Figure 3. Ontogeny of the fetal cardiovascular responses to acute hypoxia

The data show mean ± SEM calculated every minute for the fetal heart rate, fetal arterial blood pressure, fetal femoral blood flow and fetal femoral vascular resistance during a 1 h episode of acute hypoxia (box) in 13 fetuses between 125 and 130 days of gestation, 6 fetuses between 135 and 140 days of gestation and 6 fetuses >140 days (term is ca 145 days). Basal fetal heart rate and basal fetal femoral blood flow decrease with advancing gestation. In addition, during acute hypoxia, the bradycardia becomes enhanced and persistent and the femoral vasoconstriction is more intense as the fetus approaches term. Redrawn from Fletcher et al. (2006), with permission.

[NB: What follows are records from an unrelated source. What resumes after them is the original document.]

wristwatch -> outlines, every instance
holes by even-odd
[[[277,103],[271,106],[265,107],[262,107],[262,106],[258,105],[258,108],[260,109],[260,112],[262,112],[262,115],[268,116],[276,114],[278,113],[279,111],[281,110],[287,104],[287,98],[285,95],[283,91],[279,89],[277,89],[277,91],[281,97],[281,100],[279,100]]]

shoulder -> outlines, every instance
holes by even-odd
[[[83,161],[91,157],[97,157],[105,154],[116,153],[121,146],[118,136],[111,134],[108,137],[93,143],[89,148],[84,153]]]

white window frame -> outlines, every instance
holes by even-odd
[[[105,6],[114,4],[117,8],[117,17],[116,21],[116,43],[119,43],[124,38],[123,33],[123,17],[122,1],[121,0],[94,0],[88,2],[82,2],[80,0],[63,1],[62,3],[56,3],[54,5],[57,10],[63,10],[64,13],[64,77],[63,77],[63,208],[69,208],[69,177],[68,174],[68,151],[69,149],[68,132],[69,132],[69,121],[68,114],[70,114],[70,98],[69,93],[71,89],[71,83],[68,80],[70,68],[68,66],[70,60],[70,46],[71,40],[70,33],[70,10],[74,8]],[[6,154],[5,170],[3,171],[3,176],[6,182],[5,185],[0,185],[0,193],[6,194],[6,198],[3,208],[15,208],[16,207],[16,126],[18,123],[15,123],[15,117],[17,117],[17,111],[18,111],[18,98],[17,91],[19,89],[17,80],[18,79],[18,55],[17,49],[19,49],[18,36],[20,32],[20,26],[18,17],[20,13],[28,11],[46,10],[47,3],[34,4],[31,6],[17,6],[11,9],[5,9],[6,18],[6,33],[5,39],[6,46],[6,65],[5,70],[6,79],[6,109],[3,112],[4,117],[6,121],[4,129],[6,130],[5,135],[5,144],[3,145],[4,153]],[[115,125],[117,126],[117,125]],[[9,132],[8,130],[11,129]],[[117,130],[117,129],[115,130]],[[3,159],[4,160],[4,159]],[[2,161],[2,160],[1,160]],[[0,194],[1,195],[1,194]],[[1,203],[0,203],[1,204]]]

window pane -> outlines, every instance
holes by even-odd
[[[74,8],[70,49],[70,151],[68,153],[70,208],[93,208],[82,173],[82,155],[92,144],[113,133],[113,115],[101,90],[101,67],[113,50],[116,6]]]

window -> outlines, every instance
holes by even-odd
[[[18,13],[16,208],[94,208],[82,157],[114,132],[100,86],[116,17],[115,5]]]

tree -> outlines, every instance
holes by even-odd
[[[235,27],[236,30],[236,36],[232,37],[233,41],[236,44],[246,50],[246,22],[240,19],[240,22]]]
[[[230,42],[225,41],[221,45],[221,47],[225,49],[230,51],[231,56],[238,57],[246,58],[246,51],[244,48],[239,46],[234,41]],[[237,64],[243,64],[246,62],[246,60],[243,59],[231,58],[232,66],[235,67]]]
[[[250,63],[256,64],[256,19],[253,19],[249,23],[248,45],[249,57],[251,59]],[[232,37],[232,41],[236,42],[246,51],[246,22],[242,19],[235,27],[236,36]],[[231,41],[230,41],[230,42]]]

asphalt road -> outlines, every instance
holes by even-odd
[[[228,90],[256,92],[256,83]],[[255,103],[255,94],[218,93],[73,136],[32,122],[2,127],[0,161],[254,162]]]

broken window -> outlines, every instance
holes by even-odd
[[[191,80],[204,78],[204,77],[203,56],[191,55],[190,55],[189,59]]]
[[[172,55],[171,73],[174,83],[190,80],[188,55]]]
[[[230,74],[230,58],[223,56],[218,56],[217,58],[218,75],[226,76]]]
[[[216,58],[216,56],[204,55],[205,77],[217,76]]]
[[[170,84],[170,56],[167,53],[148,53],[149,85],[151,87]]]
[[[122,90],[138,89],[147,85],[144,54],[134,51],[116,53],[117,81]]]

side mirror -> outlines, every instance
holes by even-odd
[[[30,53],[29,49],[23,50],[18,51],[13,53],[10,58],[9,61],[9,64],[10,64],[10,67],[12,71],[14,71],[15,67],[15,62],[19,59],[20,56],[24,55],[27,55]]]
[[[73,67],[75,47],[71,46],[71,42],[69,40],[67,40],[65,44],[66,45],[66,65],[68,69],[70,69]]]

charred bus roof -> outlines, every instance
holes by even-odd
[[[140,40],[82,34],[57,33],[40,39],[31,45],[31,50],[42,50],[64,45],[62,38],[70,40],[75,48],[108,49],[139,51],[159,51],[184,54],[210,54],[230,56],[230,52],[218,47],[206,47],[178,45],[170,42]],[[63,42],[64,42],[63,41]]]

Figure 4. Anteanatal glucocorticoid therapy and maturation of the fetal cardiovascular defence to acute hypoxia

The data show mean ± SEM calculated every minute for the fetal heart rate, fetal arterial blood pressure, fetal femoral blood flow and fetal femoral vascular resistance during a 1 h episode of acute hypoxia (box) in 14 fetuses at 127 ± 1 days of gestation (term is ca 145 days) following 2 days of continuous fetal i.v. infusion with saline or with dexamethasone treatment. Fetal treatment with dexamethasone switches the pattern and the magnitude of the fetal heart rate and the femoral vascular resistance responses to acute hypoxia towards those seen in fetuses close to term (see Fig. 3). This indicates accelerated maturation of the fetal cardiovascular defence to acute hypoxia by antenatal glucocorticoid treatment. Redrawn from Fletcher et al. (2003), with permission.